Sunday, June 19, 2011

Reconnecting

Forty-five years ago, my friends, Prudy and DeAnn and I drove together from Eastern Idaho to Oregon to our friend Lora's wedding reception. We were young, beautiful and and a little crazy, and we had so much fun together.

We had just met a couple of months before when we were assigned to be roommates at Ricks College. There were four of us at Ricks Hall: Prudy, whom I had met in beauty school during high school, DeAnn, from Burley who later introduced me to my husband, and Lora Jo from Nyssa, Oregon. We were all just dating like crazy, even Lora, who also had a boyfriend back home. Dave had attended Ricks before his mission and was a hotshot on the football team but didn't want to go back to school. He missed Lora a lot.

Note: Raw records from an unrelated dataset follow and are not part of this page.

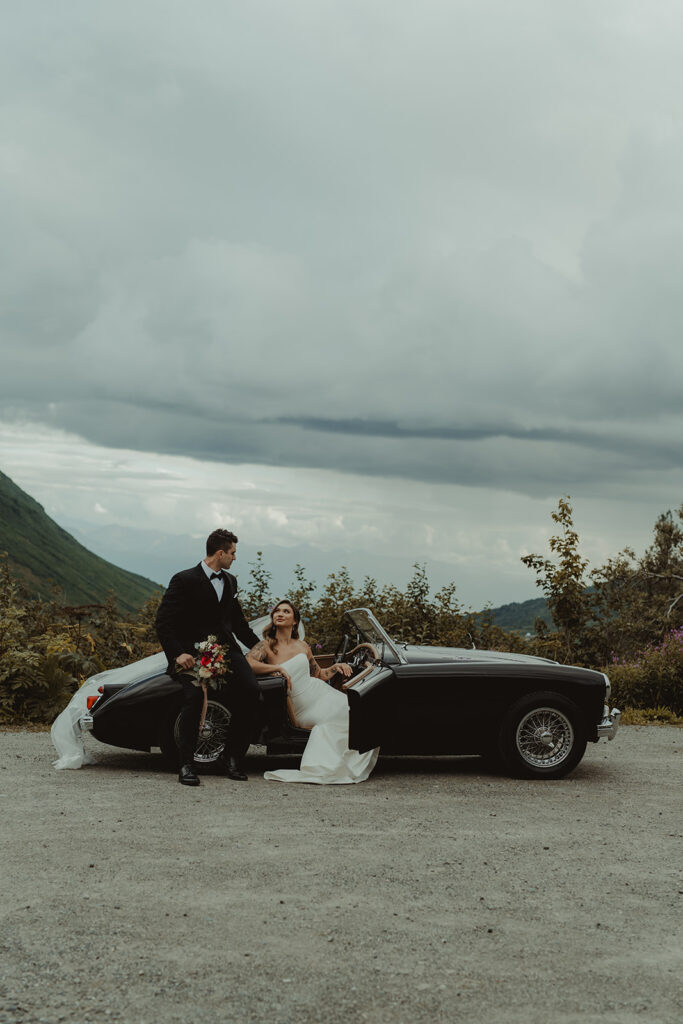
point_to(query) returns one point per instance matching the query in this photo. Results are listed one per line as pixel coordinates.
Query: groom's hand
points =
(286, 676)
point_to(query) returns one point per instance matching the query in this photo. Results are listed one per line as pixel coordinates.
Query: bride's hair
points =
(270, 633)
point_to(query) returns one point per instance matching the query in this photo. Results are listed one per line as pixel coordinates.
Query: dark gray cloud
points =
(439, 244)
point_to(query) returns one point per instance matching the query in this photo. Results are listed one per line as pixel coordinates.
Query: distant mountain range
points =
(520, 615)
(41, 554)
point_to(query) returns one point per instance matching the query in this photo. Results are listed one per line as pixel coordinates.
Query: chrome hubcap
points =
(544, 737)
(213, 733)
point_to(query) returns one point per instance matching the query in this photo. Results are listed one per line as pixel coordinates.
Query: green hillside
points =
(42, 554)
(520, 615)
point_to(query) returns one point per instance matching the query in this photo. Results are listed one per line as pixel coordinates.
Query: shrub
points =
(654, 680)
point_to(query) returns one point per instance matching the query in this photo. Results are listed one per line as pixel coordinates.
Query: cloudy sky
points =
(369, 282)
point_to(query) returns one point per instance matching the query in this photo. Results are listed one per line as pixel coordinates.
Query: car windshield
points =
(370, 631)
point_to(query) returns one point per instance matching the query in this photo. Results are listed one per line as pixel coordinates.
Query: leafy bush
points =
(654, 680)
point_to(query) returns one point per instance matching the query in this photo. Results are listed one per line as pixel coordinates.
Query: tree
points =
(565, 585)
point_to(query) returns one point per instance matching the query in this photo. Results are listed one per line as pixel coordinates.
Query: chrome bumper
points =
(609, 723)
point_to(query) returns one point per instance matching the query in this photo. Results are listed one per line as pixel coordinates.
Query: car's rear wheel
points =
(542, 736)
(212, 736)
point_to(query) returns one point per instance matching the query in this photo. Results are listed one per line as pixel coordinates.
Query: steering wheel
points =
(358, 656)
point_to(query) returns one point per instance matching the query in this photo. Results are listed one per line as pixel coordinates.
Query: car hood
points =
(428, 655)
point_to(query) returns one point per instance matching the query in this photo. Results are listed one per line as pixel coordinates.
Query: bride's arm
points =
(258, 663)
(327, 674)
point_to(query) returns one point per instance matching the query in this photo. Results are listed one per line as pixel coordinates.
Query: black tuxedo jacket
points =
(190, 611)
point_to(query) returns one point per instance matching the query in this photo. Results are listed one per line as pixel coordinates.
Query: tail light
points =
(91, 701)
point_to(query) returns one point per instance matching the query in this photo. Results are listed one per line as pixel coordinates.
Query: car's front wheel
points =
(213, 734)
(542, 736)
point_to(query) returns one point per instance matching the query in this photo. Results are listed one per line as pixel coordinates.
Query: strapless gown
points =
(327, 759)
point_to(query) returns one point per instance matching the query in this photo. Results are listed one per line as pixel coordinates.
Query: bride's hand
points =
(286, 676)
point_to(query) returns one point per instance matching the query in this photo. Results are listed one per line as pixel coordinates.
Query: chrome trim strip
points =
(609, 723)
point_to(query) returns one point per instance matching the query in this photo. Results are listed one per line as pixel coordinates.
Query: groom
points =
(202, 602)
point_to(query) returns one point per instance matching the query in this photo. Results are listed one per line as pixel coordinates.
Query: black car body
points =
(535, 715)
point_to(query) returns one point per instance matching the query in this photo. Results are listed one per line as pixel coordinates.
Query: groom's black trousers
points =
(242, 695)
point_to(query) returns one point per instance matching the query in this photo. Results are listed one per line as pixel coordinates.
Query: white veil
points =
(66, 732)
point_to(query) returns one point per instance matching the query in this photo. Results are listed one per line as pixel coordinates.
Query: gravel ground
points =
(436, 891)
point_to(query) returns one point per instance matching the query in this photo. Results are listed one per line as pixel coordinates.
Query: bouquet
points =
(211, 665)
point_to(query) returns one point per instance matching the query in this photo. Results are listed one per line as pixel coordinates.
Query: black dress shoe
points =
(233, 770)
(186, 776)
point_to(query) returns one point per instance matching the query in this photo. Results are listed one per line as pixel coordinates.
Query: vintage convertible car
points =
(535, 716)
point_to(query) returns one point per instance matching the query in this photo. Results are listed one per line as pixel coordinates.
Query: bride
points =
(312, 705)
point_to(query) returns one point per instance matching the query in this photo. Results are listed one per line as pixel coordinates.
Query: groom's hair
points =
(220, 540)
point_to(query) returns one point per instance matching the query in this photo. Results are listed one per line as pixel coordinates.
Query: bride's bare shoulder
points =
(261, 652)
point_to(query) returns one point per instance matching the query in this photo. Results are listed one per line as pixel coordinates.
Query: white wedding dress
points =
(327, 759)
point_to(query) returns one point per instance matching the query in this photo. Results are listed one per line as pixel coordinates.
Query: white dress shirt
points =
(216, 584)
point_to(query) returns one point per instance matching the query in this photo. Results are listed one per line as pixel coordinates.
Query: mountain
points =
(42, 554)
(520, 615)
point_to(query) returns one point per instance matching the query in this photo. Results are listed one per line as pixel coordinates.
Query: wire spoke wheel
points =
(213, 734)
(542, 736)
(545, 737)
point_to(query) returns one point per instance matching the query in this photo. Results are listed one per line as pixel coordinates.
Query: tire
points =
(211, 742)
(542, 736)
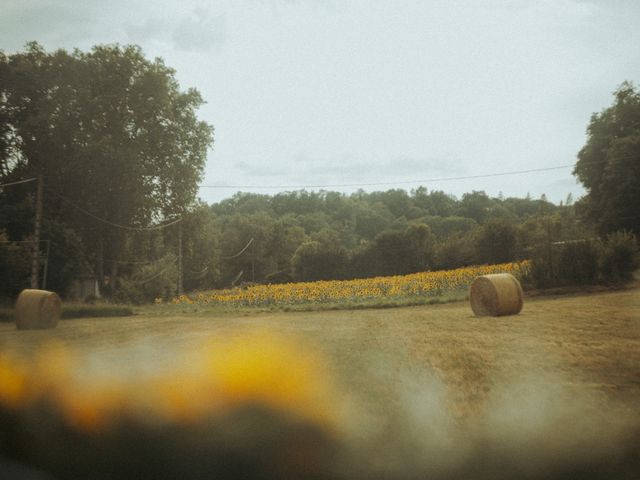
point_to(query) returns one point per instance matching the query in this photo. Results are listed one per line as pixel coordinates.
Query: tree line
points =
(121, 151)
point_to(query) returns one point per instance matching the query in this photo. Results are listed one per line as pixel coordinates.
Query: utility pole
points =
(36, 236)
(46, 266)
(180, 258)
(253, 262)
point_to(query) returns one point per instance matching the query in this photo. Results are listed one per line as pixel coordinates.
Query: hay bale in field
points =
(37, 309)
(495, 295)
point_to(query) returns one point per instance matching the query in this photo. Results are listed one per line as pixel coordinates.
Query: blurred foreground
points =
(427, 392)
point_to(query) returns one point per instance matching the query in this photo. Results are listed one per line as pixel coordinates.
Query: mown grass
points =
(78, 310)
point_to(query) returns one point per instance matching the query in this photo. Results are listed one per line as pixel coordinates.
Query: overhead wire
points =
(18, 182)
(408, 182)
(113, 224)
(240, 252)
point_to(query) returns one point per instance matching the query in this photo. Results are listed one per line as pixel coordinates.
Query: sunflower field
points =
(413, 286)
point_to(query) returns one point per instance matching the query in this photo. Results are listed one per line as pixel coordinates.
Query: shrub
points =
(619, 257)
(577, 263)
(156, 280)
(585, 262)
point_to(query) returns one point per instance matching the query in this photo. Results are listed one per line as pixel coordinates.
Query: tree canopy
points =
(116, 139)
(609, 164)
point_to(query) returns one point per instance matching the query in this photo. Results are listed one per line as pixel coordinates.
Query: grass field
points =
(562, 379)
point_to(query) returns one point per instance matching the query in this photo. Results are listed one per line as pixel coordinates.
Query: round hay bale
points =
(37, 309)
(496, 295)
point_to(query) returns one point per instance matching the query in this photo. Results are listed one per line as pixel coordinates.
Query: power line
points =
(240, 252)
(377, 184)
(18, 182)
(408, 182)
(108, 222)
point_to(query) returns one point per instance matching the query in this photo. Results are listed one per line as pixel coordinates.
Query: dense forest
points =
(106, 151)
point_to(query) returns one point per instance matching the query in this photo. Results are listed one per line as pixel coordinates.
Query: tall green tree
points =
(609, 164)
(117, 140)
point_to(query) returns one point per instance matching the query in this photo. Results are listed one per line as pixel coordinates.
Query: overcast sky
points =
(313, 92)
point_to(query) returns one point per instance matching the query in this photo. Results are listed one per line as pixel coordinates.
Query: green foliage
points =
(577, 263)
(156, 280)
(458, 250)
(620, 257)
(586, 262)
(609, 164)
(496, 241)
(319, 260)
(15, 267)
(113, 135)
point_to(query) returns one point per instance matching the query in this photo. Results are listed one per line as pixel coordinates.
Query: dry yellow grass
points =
(422, 391)
(587, 342)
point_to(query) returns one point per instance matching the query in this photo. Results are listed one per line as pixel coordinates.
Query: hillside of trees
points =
(120, 153)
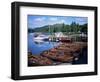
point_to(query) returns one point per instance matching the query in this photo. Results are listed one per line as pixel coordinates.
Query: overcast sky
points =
(42, 20)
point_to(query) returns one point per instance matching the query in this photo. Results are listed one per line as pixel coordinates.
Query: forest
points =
(72, 28)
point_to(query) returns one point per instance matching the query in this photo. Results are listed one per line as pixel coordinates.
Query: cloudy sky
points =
(42, 20)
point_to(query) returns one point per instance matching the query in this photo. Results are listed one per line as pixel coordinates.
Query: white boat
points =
(41, 37)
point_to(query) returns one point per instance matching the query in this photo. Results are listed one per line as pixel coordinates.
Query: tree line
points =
(73, 27)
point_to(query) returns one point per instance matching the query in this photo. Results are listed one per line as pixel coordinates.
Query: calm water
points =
(36, 47)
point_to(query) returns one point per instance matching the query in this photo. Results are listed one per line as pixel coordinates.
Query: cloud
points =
(40, 19)
(53, 19)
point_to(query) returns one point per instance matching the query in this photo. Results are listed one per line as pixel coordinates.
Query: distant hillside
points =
(74, 27)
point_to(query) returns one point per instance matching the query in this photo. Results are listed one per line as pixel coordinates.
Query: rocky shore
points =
(63, 53)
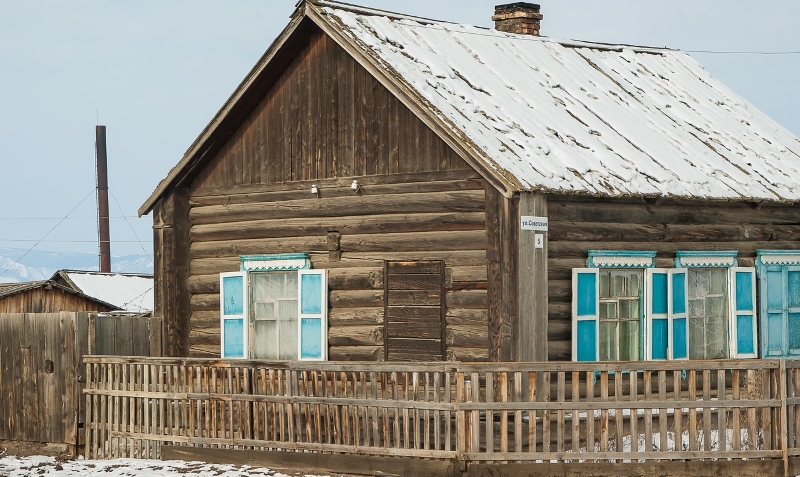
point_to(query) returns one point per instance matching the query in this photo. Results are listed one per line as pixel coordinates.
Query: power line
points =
(129, 225)
(48, 233)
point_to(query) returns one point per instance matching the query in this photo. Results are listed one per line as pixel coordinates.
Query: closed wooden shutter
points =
(414, 299)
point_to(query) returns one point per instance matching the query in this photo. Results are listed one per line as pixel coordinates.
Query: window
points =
(275, 308)
(608, 306)
(779, 278)
(721, 311)
(624, 309)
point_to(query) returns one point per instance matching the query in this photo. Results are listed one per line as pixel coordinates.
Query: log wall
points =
(406, 217)
(578, 225)
(326, 117)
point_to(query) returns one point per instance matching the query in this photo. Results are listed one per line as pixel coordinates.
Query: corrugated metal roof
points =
(578, 117)
(130, 292)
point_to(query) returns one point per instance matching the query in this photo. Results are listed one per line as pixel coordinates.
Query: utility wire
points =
(48, 233)
(129, 224)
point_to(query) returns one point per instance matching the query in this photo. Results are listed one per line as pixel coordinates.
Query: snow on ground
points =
(11, 466)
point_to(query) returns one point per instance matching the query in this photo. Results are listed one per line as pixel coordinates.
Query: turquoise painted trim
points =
(761, 253)
(621, 254)
(273, 256)
(243, 259)
(681, 254)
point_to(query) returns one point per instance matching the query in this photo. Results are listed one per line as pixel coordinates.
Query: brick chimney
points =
(520, 17)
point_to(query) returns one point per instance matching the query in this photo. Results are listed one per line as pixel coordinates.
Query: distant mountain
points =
(41, 265)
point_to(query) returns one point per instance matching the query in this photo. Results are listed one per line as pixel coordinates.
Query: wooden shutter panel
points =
(585, 314)
(742, 319)
(233, 314)
(313, 315)
(414, 302)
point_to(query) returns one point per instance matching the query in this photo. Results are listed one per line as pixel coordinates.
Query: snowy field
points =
(11, 466)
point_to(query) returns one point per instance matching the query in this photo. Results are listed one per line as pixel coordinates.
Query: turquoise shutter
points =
(679, 314)
(233, 301)
(742, 319)
(313, 319)
(657, 332)
(585, 314)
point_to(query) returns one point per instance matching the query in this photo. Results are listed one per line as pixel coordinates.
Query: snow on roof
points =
(130, 292)
(579, 117)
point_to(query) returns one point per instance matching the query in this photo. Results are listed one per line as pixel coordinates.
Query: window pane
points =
(604, 279)
(233, 347)
(608, 310)
(263, 347)
(629, 340)
(794, 289)
(608, 341)
(716, 344)
(744, 334)
(794, 332)
(775, 332)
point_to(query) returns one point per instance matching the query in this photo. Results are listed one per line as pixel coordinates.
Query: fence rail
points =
(477, 413)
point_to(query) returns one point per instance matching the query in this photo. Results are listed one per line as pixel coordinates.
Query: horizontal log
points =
(356, 298)
(463, 316)
(411, 281)
(457, 353)
(355, 316)
(355, 353)
(470, 336)
(204, 302)
(365, 335)
(412, 298)
(386, 223)
(204, 319)
(214, 266)
(668, 232)
(470, 178)
(413, 268)
(475, 273)
(258, 246)
(467, 299)
(415, 241)
(204, 351)
(456, 201)
(355, 278)
(452, 258)
(413, 314)
(197, 284)
(559, 350)
(678, 213)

She was beautiful, smart, vivacious, funny, really popular and was dating some of the big men on campus. To avoid losing her, Dave asked Lora to marry him just a few weeks after school started and they were married after the first semester.

We have kept contact ever since we were freshman. We wrote an old fashioned round robin letter. We would get an envelope with a letter from each of us in it, replace our own with an updated one and send it to the next friend. We have 26 children between us, two divorces, a whopping share of difficult children, financial struggles, You know, just life stuff, but we were all committed to keeping in touch with each other. I was the last one married, but even I got married before I graduated from college. That was the Mormon way back then. But remarkably so, we all graduated. First DeAnn and Prudy, before they had a lot of children, then myself, after my divorce, then Lora Jo who got a really late start but is now a school teacher in Washington. We have all done great things. DeAnn, a political conservative, home-schooled all her children and lived on next to nothing with a worse than nothing husband. Prudy, not her husband, owns a popular nursery in Rigby, Idaho, that she bought in shambles and turned around. We are all strong women and have taken our own paths but have remained friends. I have been the worst at keeping touch. My beliefs evolved more liberally than theirs and I feel like somewhat of an outsider but they have all continued to be incredibly kind and inclusive. I think it is quite an accomplishment that we are still involved in each other's lives.

A couple of weeks ago, DeAnn called and said Dave had been diagnosed with pancreatic cancer on the day after he retired as a ditchrider. Then a few days ago she called and said he died. Just went downhill fast and died. We are starting to die.

So Wednesday, DeAnn and I will be meeting Prudy at her house and we will drive together to Royal City, Washington to Dave's funeral. We are old, thick and wrinkled and our youthful craziness has been beat off by life. But we will have fun together.